É álibi típico do senso comum dos brasileiros culpar alguém, terceiros, quartos e quintos pelas mazelas do Brasil: colonização portuguesa, capitalismo, regime militar. Jamais contemplam seus esforços, o empenho de inúmeros governos por melhorar, os períodos de prosperidade e crescimento, não comparam o qualidade de vida de sucessivas gerações. É como se nada melhorasse, como se tudo sempre fosse ruim e como se tudo de ruim já existisse antes de 7 de setembro de 1822 e continuasse até ao presente. Há pessimismo antropológico e negação da história.
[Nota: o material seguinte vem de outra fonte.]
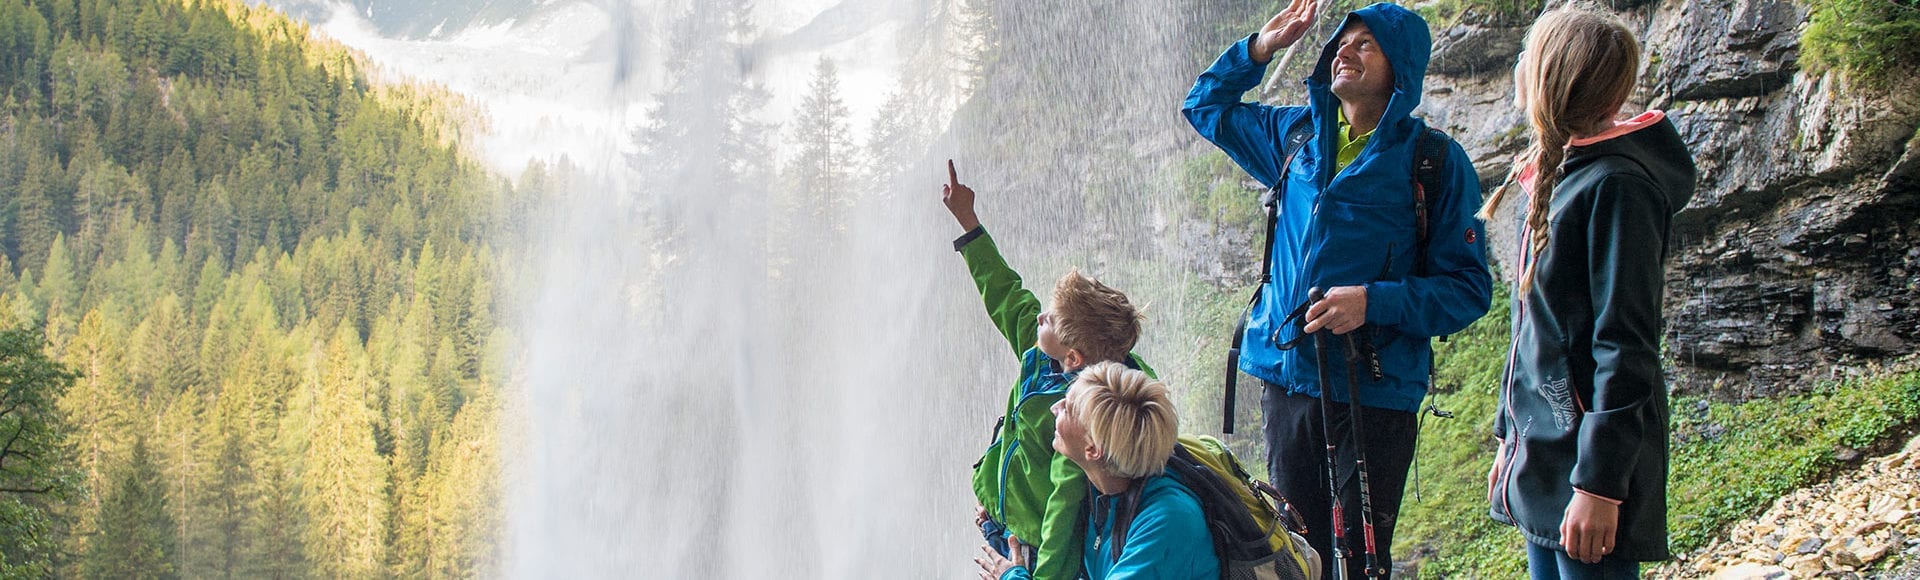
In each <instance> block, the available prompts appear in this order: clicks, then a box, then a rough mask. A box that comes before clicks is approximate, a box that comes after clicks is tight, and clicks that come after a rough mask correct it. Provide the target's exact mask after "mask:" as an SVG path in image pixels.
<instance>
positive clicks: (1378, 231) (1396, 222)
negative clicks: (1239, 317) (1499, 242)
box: [1183, 4, 1492, 411]
mask: <svg viewBox="0 0 1920 580" xmlns="http://www.w3.org/2000/svg"><path fill="white" fill-rule="evenodd" d="M1356 19H1357V21H1363V23H1365V25H1367V29H1369V31H1373V36H1375V40H1379V46H1380V50H1382V52H1384V54H1386V60H1388V63H1392V67H1394V96H1392V100H1388V104H1386V113H1384V115H1382V117H1380V125H1379V129H1375V133H1373V138H1369V140H1367V146H1365V148H1363V150H1361V152H1359V157H1356V159H1354V163H1350V165H1348V167H1344V169H1340V171H1338V173H1334V154H1336V144H1334V133H1336V129H1334V119H1336V108H1338V106H1340V102H1338V98H1334V94H1332V90H1331V79H1332V60H1334V52H1336V50H1338V35H1332V36H1331V38H1329V40H1327V46H1325V48H1321V56H1319V63H1317V65H1315V67H1313V75H1311V77H1308V79H1306V86H1308V106H1290V108H1273V106H1263V104H1258V102H1240V94H1244V92H1246V90H1250V88H1254V86H1256V85H1260V77H1261V75H1263V73H1265V65H1261V63H1254V60H1252V58H1250V56H1248V48H1250V44H1252V38H1254V36H1248V38H1242V40H1240V42H1236V44H1233V48H1227V52H1225V54H1221V56H1219V60H1217V61H1213V65H1212V67H1210V69H1208V71H1206V73H1202V75H1200V81H1198V83H1194V88H1192V92H1188V94H1187V104H1185V108H1183V113H1185V115H1187V121H1188V123H1192V127H1194V131H1198V133H1200V136H1206V138H1208V140H1212V142H1213V144H1215V146H1219V148H1221V150H1225V152H1227V156H1229V157H1233V161H1235V163H1238V165H1240V167H1242V169H1246V173H1248V175H1252V177H1254V179H1258V181H1260V182H1263V184H1267V186H1275V184H1279V182H1283V181H1284V186H1281V188H1279V194H1281V202H1279V211H1281V215H1279V225H1277V227H1275V232H1273V273H1271V275H1273V282H1271V284H1267V286H1263V288H1261V290H1260V303H1256V305H1254V311H1252V315H1250V321H1248V325H1246V336H1244V346H1242V351H1240V371H1246V373H1248V375H1254V376H1260V378H1263V380H1267V382H1273V384H1279V386H1283V388H1286V390H1290V392H1294V394H1304V396H1319V378H1317V376H1315V367H1313V340H1300V346H1298V348H1294V350H1281V348H1279V346H1281V344H1284V342H1290V340H1294V338H1296V336H1300V325H1286V326H1284V328H1281V321H1283V319H1284V317H1286V313H1288V311H1292V309H1294V307H1298V305H1300V303H1304V302H1306V300H1308V290H1309V288H1315V286H1319V288H1332V286H1359V284H1365V286H1367V325H1369V326H1371V328H1373V330H1371V334H1373V346H1375V348H1377V350H1379V357H1380V365H1382V375H1384V378H1382V380H1379V382H1375V380H1371V376H1367V373H1365V371H1361V376H1357V382H1359V399H1361V403H1363V405H1369V407H1382V409H1396V411H1419V403H1421V398H1425V396H1427V382H1428V375H1427V373H1428V365H1430V363H1432V346H1430V344H1428V338H1432V336H1440V334H1452V332H1459V330H1461V328H1465V326H1467V325H1469V323H1473V321H1476V319H1480V315H1486V309H1488V302H1490V300H1492V286H1490V284H1492V277H1490V275H1488V271H1486V248H1484V242H1482V240H1480V232H1482V225H1480V221H1478V219H1476V217H1475V211H1478V205H1480V181H1478V177H1476V175H1475V171H1473V163H1471V161H1469V157H1467V152H1465V150H1461V148H1459V144H1452V142H1450V148H1448V157H1446V161H1444V167H1442V171H1444V173H1442V175H1446V177H1448V181H1446V182H1448V186H1444V190H1440V192H1427V204H1428V213H1430V217H1428V229H1430V232H1432V234H1430V240H1428V246H1427V263H1425V267H1423V269H1415V265H1413V261H1415V255H1417V250H1415V244H1417V242H1415V238H1417V234H1415V223H1417V219H1415V209H1413V205H1415V204H1413V154H1415V152H1413V150H1415V138H1417V136H1419V134H1421V131H1425V127H1427V125H1425V123H1423V121H1419V119H1415V117H1411V111H1413V108H1417V106H1419V104H1421V92H1423V88H1421V85H1423V77H1425V75H1427V60H1428V54H1430V50H1432V46H1430V44H1432V36H1430V35H1428V31H1427V21H1425V19H1421V17H1419V15H1417V13H1413V12H1407V10H1405V8H1400V6H1394V4H1373V6H1367V8H1361V10H1359V12H1354V13H1350V15H1348V17H1346V21H1344V23H1342V25H1340V31H1344V29H1346V27H1348V23H1352V21H1356ZM1302 117H1308V119H1309V121H1311V123H1313V127H1315V129H1317V131H1315V138H1313V140H1309V142H1308V144H1306V146H1304V148H1302V150H1300V154H1298V156H1296V157H1294V161H1292V165H1290V167H1281V165H1283V163H1284V156H1286V152H1284V144H1283V140H1284V138H1286V129H1288V127H1292V125H1294V123H1296V121H1298V119H1302ZM1417 271H1419V273H1421V275H1419V277H1415V273H1417ZM1344 351H1346V348H1344V340H1331V342H1329V351H1327V367H1329V369H1327V378H1329V380H1331V382H1332V386H1334V388H1332V398H1334V399H1336V401H1342V403H1344V401H1346V382H1344V380H1346V367H1348V365H1346V363H1344V355H1346V353H1344ZM1359 369H1365V365H1363V363H1361V365H1359Z"/></svg>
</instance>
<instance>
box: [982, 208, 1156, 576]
mask: <svg viewBox="0 0 1920 580" xmlns="http://www.w3.org/2000/svg"><path fill="white" fill-rule="evenodd" d="M954 246H956V250H960V255H962V257H964V259H966V265H968V271H970V273H972V277H973V284H975V286H979V298H981V302H985V305H987V317H989V319H993V326H995V328H1000V336H1004V338H1006V344H1008V346H1010V348H1012V351H1014V355H1018V357H1020V378H1018V380H1016V382H1014V388H1012V392H1008V394H1006V415H1004V417H1002V423H1000V428H998V432H995V438H993V444H991V446H987V453H985V455H983V457H981V461H979V465H977V467H973V497H977V499H979V505H983V507H985V509H987V515H989V517H993V520H996V522H1000V524H1002V526H1006V530H1008V534H1012V536H1014V538H1020V542H1021V544H1027V545H1033V547H1037V551H1039V557H1037V561H1035V563H1031V565H1033V578H1073V576H1075V574H1079V563H1081V542H1079V540H1077V538H1075V534H1077V530H1075V522H1077V520H1079V507H1081V499H1083V497H1085V495H1087V472H1083V471H1081V469H1079V465H1073V461H1069V459H1068V457H1066V455H1060V453H1054V413H1052V411H1050V407H1052V405H1054V403H1056V401H1060V398H1064V396H1066V392H1068V386H1071V384H1073V376H1075V375H1077V373H1069V371H1062V369H1060V365H1058V363H1056V361H1054V359H1052V357H1048V355H1046V353H1043V351H1041V350H1039V348H1037V346H1035V340H1039V315H1041V309H1043V305H1041V300H1039V298H1035V296H1033V292H1029V290H1027V288H1023V286H1021V282H1020V275H1018V273H1014V269H1012V267H1008V265H1006V259H1004V257H1000V248H998V246H995V242H993V236H987V230H985V229H983V227H981V229H973V230H972V232H968V234H966V236H960V240H956V242H954ZM1127 365H1129V367H1135V369H1140V371H1146V375H1154V371H1152V369H1148V367H1146V365H1144V363H1140V357H1139V355H1131V353H1129V355H1127Z"/></svg>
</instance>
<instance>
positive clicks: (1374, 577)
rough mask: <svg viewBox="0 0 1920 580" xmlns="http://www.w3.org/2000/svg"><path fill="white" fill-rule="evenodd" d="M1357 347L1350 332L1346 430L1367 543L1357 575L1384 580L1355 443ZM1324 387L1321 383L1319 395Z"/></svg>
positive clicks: (1384, 571)
mask: <svg viewBox="0 0 1920 580" xmlns="http://www.w3.org/2000/svg"><path fill="white" fill-rule="evenodd" d="M1359 357H1361V353H1359V344H1356V342H1354V332H1348V334H1346V405H1348V413H1346V415H1348V417H1346V430H1348V436H1350V442H1352V444H1354V471H1356V472H1357V474H1359V530H1361V532H1359V534H1361V538H1365V542H1367V567H1365V568H1361V574H1365V576H1367V578H1386V568H1384V567H1380V553H1379V549H1377V547H1375V544H1373V488H1371V486H1367V446H1365V444H1363V442H1361V440H1359V384H1356V382H1354V375H1357V373H1359V369H1357V367H1359V365H1357V363H1359ZM1325 390H1327V386H1325V384H1321V392H1325Z"/></svg>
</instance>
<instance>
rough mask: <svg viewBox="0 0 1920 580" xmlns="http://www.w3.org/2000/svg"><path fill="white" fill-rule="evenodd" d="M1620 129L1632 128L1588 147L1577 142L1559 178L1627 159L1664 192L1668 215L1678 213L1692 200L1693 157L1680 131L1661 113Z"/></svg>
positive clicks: (1656, 114)
mask: <svg viewBox="0 0 1920 580" xmlns="http://www.w3.org/2000/svg"><path fill="white" fill-rule="evenodd" d="M1636 121H1640V123H1636ZM1632 125H1644V127H1632ZM1622 127H1632V131H1628V133H1622V134H1619V136H1609V138H1603V140H1597V142H1590V144H1578V142H1576V144H1574V146H1572V148H1569V150H1567V161H1565V163H1563V165H1561V167H1563V169H1561V175H1571V173H1574V171H1578V169H1580V167H1586V165H1588V163H1594V161H1597V159H1601V157H1609V156H1619V157H1628V159H1634V163H1640V167H1642V169H1645V171H1647V177H1649V179H1653V184H1655V186H1659V188H1661V192H1667V211H1668V215H1672V213H1680V209H1682V207H1686V204H1688V202H1690V200H1693V177H1695V173H1693V154H1690V152H1688V146H1686V140H1682V138H1680V131H1678V129H1674V123H1672V121H1670V119H1667V115H1665V113H1661V111H1647V113H1642V115H1640V117H1634V121H1626V123H1622Z"/></svg>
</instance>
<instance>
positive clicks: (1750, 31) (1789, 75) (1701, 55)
mask: <svg viewBox="0 0 1920 580" xmlns="http://www.w3.org/2000/svg"><path fill="white" fill-rule="evenodd" d="M1655 21H1657V23H1655V25H1653V27H1651V29H1649V33H1647V35H1645V36H1644V40H1645V48H1649V50H1647V52H1649V54H1647V71H1651V73H1657V75H1659V77H1661V85H1663V86H1661V88H1663V90H1661V92H1667V94H1672V98H1676V100H1716V98H1741V96H1761V94H1768V92H1774V90H1780V88H1784V86H1788V83H1789V81H1791V77H1793V71H1795V69H1797V60H1799V25H1801V23H1803V21H1807V12H1805V10H1803V8H1801V6H1799V4H1795V2H1766V0H1738V2H1726V0H1688V2H1667V4H1663V6H1659V8H1655Z"/></svg>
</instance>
            Todos os governos brasileiros foram ineptos ? Nunca eles contribuíram em nada para melhorar o que fosse ? Do passado ante-1822 somente herdamos malefícios ? Ainda estamos em 1822 ? Que esforço as elites brasileiras envidaram para remediar a desigualdade, a violência, a pobreza, a ignorância ? Nenhum ? Algum ? Somos governados por Portugal ? Deixamos de sê-lo em 1822 ? Ou não ?

            É o tradicional vezo brasileiro de arranjar culpados para a sua incapacidade, sua indiferença, sua inação, seu conformismo, com o agravante de culpar a terceiros, quartos e quintos. É típico, mas consolem-se os lusófobos: este defeito é bem brasileiro, que em Portugal têm-se vergonha na cara e assumem-se as próprias deficiências e responsabilidades.

            É mais fácil desfazer um átomo do que um preconceito, dizia Alberto Einstein.

Em tempo: minhas 10 ou 12 publicações nas comunidades História do Brasil e História do Brasil — colônia e império, no Facebook, sobre degredados no Brasil, colonização do Brasil, holandeses no Brasil, EUA x Brasil, miscigenação no Brasil, extermínio dos índios no Brasil, têm tido muito favorável repercussão, com centenas de comentários de muitas dezenas de compartilhamentos. Muitos agradecem-me pelas informações que lhes propiciei, normalmente sonegadas pela historiografia anti-portuguesa, pelos modos de ver que lhes são novos, pelo acréscimo de informações, de dados, de conhecimento de que o brasileiro médio é carente e cuja carência milita poderosamente na manutenção de preconceitos, do pessimismo do brasileiro em relação às suas história e identidade. Há comentários intensamente anti-portugueses, raivosos, que veiculam o produto do tal preconceito e da tal carência. Feliz e surpreendentemente, são minoritários.